0

I am trying to "unshuffle" the rows of a matrix containing the centroids of some clusters which are not in the same order as the order in which the samples were assigned to the clusters. Initially I was comparing the absolute value of the distance between the data points of the mean and the cluster centers and assign the index of the row which had the smallest distance. Of course, I am not allowed to have duplicate indexes. It worked pretty good but the symmetric values raise a problem (i.e., due to the absolute value for the distance, mirror clusters were not ordered properly). Also I tried to order them based on the variance, did not work as expected. I have been looking at the order() and sort() function and found an example which did not work.

order(mean)        
order(mean)[centers]       
sort(order(mean)[centers]) 
mean[sort(order(mean)[centers])]

I also tried the

apply(mean==centers,1,all)

but of course that just returns FALSE everywhere.

A sample of the matrices:

means <- c(0.055190097, 0.032412395,    0.015372307,    -0.008012372,
-0.018736792,   -0.078138715, -0.058707713,   -0.044020629,
-0.023750329,   -0.014402083, -0.069920581,   -0.064429216,
-0.059913345,   -0.052302253,   -0.047874074,  0.050557395,
0.047246979,    0.044577065,    0.040384336,    0.038140009,
0.114954601,    0.108110051,    0.102531680,    0.093341425,    0.088140310)
dim(means) <- c(5,5)
means <- t(means)


centers <- c(-0.038754, -0.021588,-0.008851,    0.008579,   0.016579,
 0.018371,   0.006095,   -0.003026,  -0.015537, -0.021286,
-0.078143,  -0.069267,  -0.062197,   -0.051295,  -0.045521,
 0.033145,   0.033348,   0.033354,   0.032947,   0.032511,
 0.115464,   0.105248,   0.097172,   0.084732,   0.078162)
dim(centers) <- c(5,5)
centers <- t(centers)

For instance (with the above example), line 2 from the means matrix corresponds to line 3 from the centers matrix as it is the closest in distance (data point wise). So, I have to find which line from the means corresponds to which line in centers (no duplicates). My matrices are bigger, but this should be enough as example Do you have any suggestions? Thank you

Marius
  • 990
  • 1
  • 14
  • 34
  • 1
    A bit of sample data would help. See also http://stackoverflow.com/questions/5963269/how-to-make-a-great-r-reproducible-example – Joris Meys Jan 23 '12 at 13:11
  • I edited your sample code so it could be copy-pasted more easily, and I also corrected your use of mat.or.vec(). You simply overwrite the matrix you made with a vector, so that didn't really help. Check if the output is what you thought. – Joris Meys Jan 23 '12 at 14:09
  • I'm still trying to understand what you try to do. You'll have to clarify, or nobody will be able to help you. It would be interesting to check which outcome you expect given the input, and what the reasoning behind that output is.
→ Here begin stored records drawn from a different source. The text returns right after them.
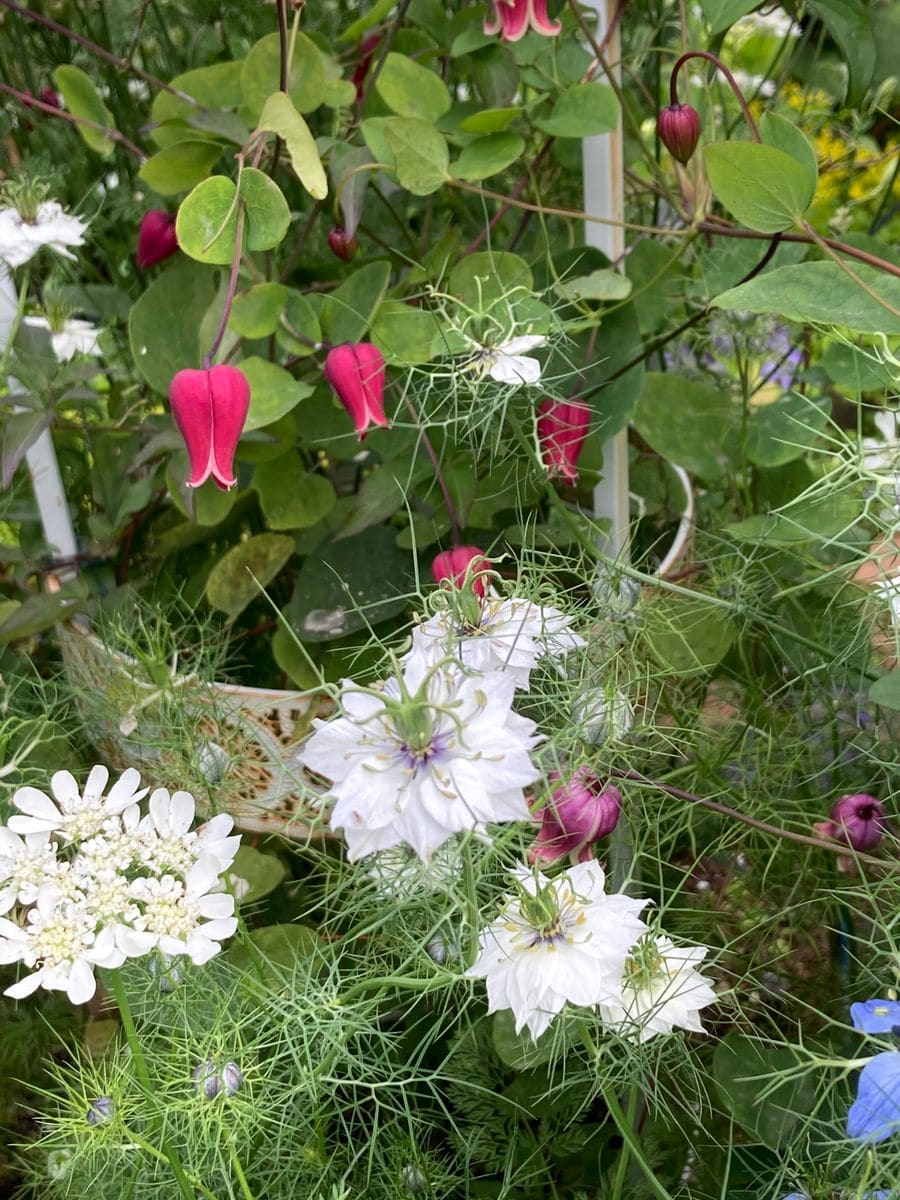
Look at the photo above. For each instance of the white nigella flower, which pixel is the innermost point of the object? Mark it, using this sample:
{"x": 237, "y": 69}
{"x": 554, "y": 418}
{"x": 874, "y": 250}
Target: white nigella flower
{"x": 496, "y": 635}
{"x": 181, "y": 916}
{"x": 661, "y": 990}
{"x": 73, "y": 336}
{"x": 60, "y": 945}
{"x": 75, "y": 815}
{"x": 21, "y": 238}
{"x": 557, "y": 940}
{"x": 436, "y": 753}
{"x": 25, "y": 865}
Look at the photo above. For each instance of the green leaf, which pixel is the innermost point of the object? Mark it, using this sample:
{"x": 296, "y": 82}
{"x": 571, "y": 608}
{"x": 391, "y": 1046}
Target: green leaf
{"x": 821, "y": 293}
{"x": 165, "y": 322}
{"x": 83, "y": 100}
{"x": 487, "y": 156}
{"x": 762, "y": 187}
{"x": 273, "y": 391}
{"x": 349, "y": 309}
{"x": 346, "y": 586}
{"x": 262, "y": 69}
{"x": 279, "y": 115}
{"x": 582, "y": 111}
{"x": 850, "y": 24}
{"x": 180, "y": 166}
{"x": 207, "y": 222}
{"x": 420, "y": 154}
{"x": 292, "y": 497}
{"x": 268, "y": 215}
{"x": 409, "y": 89}
{"x": 689, "y": 423}
{"x": 238, "y": 576}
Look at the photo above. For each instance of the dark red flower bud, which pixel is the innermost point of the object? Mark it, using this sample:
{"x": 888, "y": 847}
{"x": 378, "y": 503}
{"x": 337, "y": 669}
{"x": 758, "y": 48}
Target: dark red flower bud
{"x": 342, "y": 244}
{"x": 678, "y": 127}
{"x": 156, "y": 238}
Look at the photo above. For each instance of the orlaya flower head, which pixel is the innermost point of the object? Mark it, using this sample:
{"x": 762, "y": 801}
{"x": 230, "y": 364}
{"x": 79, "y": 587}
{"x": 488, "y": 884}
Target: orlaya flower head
{"x": 355, "y": 371}
{"x": 210, "y": 408}
{"x": 562, "y": 430}
{"x": 462, "y": 567}
{"x": 514, "y": 18}
{"x": 580, "y": 813}
{"x": 557, "y": 941}
{"x": 432, "y": 754}
{"x": 157, "y": 239}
That would give us something to work with. – Joris Meys Jan 23 '12 at 14:13
  • @JorisMeys Hi, Well the main idea is that I have the output of a K-means algorithm which was implemented in C and I wanted to compare it with the output of the K-means function in R. In the output of the C algorithm, the samples are assigned to the clusters, but in the file containing the cluster centroids, the order is not the same as the order in which the samples were assigned to clusters. So, by taking the mean of the samples assigned to cluster 1 (for ex.), it's plotted line should overlap the plot line of the 1st row in the cluster centroid matrix (i.e., the output of the algorithm in C) – Marius Jan 23 '12 at 14:23
  • 1
    I meant more like: which rows (or columns???) do you want to match between both matrices. For example: row 1 in means to row 3 in centers, and then explain why. I have a vague idea of where you're coming from, but this is just impossible to answer as I can interprete both your question and your data in many ways. – Joris Meys Jan 23 '12 at 14:32
  • @JorisMeys So, if you copy paste the example I given (even if it is poorly programmed in R) the 3rd line from the **centers** matrix corresponds to the 2nd line in the **means** matrix (the closest in distance). In other words, I have to find which line from the **means** corresponds to which line in **centers**. – Marius Jan 23 '12 at 14:34
  • What this seems to be boiling down to is: what distance function do you want to use? Rough example: if by "line" you mean "row," then for `centers[3,]` calculate `sum(abs(centers[3,]-means[i,]))` for all `i` and take the minimum of the results. Not my recommended distance function, just seeing if this is what you're getting at. Try not to use "corresponds" since that's got no mathematical meaning here. – Carl Witthoft Jan 23 '12 at 15:45
  • @CarlWitthoft Hi, I already tried with the minimal distance between the data points per each row of the **means** and each row of the **centers**. Due to the absolute value, for the clusters which are symmetrical (mirror image (by X axis)) this does not work. I also tried to order them by the variance and/or covariance, on top of the computed distance and this did not help that much either. I already stated in the question text what I have tried. And the same as usual.., try not to pick on the semantics or grammar. That is not the point. The problem description is understandable enough. – Marius Jan 23 '12 at 16:16
  • @Marius, I did not intend to disparage. It really is important to use the correct wording when dealing with mathematics. Just imagine, say, someone using "group" when they mean "set." So, back to the problem at hand: how are you deciding that your approaches so far aren't "working" ? You seem to have some external criteria which have preselected the correct "correspondances," but maybe those criteria aren't single-valued, or aren't self-consistent. As Joris said, it really isn't clear what defines the desired mapping from _centers_ to _means_ . – Carl Witthoft Jan 23 '12 at 18:50
  • @CarlWitthoft I can send you a plot of what I was able to do so far. I do not know if I am allowed to attach pdf or image on the site. I have two matrices. One contains the means of the samples that are assigned to their corresponding cluster and the other containing the cluster centroids (which, if plotted, should overlap with the means). The main idea is for each row of the first matrix, find its corresponding row in the second. By corresponding I mean closest in value at each data point. Absolute value raises the same issue as correlation distance, the two plots being symmetrical by X axis. – Marius Jan 23 '12 at 22:57

1 Answers1

-1

Well, I did not find any built-in function to do the job, so I just implemented a recursive algorithm which takes care of the job..even if it is not the way of R programming, at least it solves the problem. A pretty nasty problem in this particular case, I might add, but now it's working. Thanks to all who showed interest in this question.

Marius
  • 990
  • 1
  • 14
  • 34